Btw wasn't trying to be a dick, if it came off that away didn't mean for it to.
I just don't want this thread to turn into what half the threads on this board have turned into.
And yes I encourage people to do their own research. There are studies showing only .8 g per pound of lean muscle is sufficient, other showing 3-4g per kg is better, other show that 3-4g per is useless.
I encourage everyone to read the leangains method though as it lays out other reasons with studies on why higher protein levels are usefull. Layne Norton's books are great too, especially fat loss forever, no matter your eating preference, he covers it in the book, including a whole chapter on keto.
I will not be posting during Lent as I take a break from most forms of social media during that time. If y'all have questions though, post them up, plenty of others here that can answer the questions. Or shoot them over to Johnny on Instagram as he does a daily Q&A right now.
Posted on 2/24/20 at 8:57 am to lsu777
quote:
Btw wasn't trying to be a dick, if it came off that away didn't mean for it to.
Not at all. As I said in my previous post, my goal wasn't to start a lengthy discussion on protein here.
Posted on 3/14/20 at 8:25 am to LSU Patrick
Could you use the viking workouts as your only 'assistance' after the base lifts, similar to CF Football SWOD/DWOD setup? What would be the merits or drawbacks of this?
Posted on 3/14/20 at 1:12 pm to numptythrubbers
Absolutely, I mean drawbacks would be lack of overall volume, but if you are doing frequency method you will be fine as that will have you meeting a minimum effective volume(MEV).
Merits are you are limiting the workout to the things that need to be done, your recovery should be through the roof.
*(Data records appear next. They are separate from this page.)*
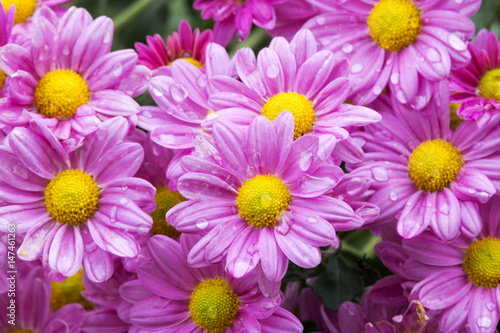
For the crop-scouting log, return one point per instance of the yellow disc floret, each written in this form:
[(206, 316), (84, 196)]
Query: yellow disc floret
[(489, 85), (69, 291), (3, 77), (394, 24), (434, 164), (262, 200), (60, 93), (190, 60), (482, 262), (300, 107), (165, 200), (71, 197), (24, 9), (213, 305)]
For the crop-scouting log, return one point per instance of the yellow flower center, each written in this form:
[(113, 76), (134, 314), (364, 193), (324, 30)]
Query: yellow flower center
[(455, 120), (489, 85), (69, 291), (60, 93), (262, 200), (482, 262), (190, 60), (71, 197), (213, 305), (165, 200), (24, 9), (434, 164), (3, 77), (300, 107), (394, 24)]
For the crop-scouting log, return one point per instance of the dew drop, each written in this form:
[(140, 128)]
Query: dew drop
[(347, 48), (118, 70), (393, 195), (178, 92), (484, 322), (202, 223), (272, 71), (356, 68)]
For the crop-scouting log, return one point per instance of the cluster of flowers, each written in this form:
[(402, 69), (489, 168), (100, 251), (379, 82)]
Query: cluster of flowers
[(183, 217)]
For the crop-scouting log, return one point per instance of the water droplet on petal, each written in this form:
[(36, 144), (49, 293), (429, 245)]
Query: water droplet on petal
[(356, 68), (202, 223), (484, 322), (347, 48), (272, 71), (178, 92)]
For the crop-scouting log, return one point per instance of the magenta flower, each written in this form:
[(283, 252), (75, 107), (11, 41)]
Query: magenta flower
[(80, 208), (296, 77), (185, 44), (70, 79), (476, 86), (235, 16), (460, 278), (422, 174), (262, 203), (171, 296), (33, 311), (405, 44)]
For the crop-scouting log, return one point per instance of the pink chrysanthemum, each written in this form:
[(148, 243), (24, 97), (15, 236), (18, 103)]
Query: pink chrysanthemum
[(171, 296), (70, 79), (424, 174), (236, 16), (477, 86), (84, 207), (185, 44), (460, 278), (406, 44), (296, 77), (262, 203), (32, 308), (182, 98)]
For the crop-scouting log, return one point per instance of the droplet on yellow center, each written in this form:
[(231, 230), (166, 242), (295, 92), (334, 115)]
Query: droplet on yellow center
[(71, 197), (213, 305), (190, 60), (394, 24), (69, 291), (165, 200), (489, 85), (24, 9), (300, 107), (262, 200), (455, 120), (3, 77), (482, 262), (434, 164), (60, 93)]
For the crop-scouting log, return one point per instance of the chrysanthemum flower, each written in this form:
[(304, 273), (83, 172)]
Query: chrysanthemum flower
[(182, 98), (33, 311), (80, 208), (403, 43), (423, 174), (185, 44), (296, 77), (236, 16), (171, 296), (461, 278), (477, 86), (70, 79), (264, 202)]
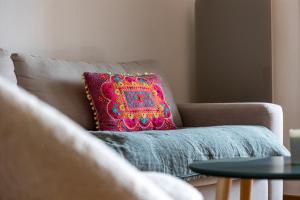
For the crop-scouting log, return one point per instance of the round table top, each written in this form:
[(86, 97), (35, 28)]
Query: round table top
[(249, 168)]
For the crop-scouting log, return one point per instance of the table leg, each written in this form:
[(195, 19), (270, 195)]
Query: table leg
[(246, 189), (223, 188)]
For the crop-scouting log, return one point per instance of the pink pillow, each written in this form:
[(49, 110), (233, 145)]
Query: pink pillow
[(128, 103)]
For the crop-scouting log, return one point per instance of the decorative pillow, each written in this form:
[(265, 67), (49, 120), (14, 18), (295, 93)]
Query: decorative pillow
[(128, 103)]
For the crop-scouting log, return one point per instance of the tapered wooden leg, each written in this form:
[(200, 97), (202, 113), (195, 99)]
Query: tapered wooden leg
[(223, 188), (246, 189)]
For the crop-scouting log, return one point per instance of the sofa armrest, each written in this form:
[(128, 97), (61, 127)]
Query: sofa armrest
[(210, 114)]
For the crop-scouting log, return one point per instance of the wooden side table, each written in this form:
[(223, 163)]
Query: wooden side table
[(246, 169)]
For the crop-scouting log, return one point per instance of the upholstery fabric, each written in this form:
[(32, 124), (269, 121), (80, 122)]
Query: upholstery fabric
[(128, 102), (59, 83), (211, 114), (7, 66), (171, 151), (44, 155), (264, 114)]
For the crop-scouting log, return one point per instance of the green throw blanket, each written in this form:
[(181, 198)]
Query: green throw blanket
[(173, 150)]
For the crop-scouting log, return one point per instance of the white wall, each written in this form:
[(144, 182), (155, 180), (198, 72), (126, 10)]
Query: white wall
[(286, 62), (104, 31)]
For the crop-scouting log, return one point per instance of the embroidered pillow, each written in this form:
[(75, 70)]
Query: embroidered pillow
[(128, 103)]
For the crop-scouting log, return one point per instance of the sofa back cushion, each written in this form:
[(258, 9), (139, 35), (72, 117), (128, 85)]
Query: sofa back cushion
[(45, 155), (7, 66), (60, 83)]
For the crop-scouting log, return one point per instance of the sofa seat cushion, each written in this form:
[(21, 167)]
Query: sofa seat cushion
[(172, 151)]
Even if you did just do the basic template and Viking workouts with no bodyweight stuff, you would still make progress, just not optimal.
Merits are you are limiting the workout to the things that need to be done, your recovery should be through the roof.
Even if you did just do the basic template and Viking workouts with no bodyweight stuff, you would still make progress, just not optimal.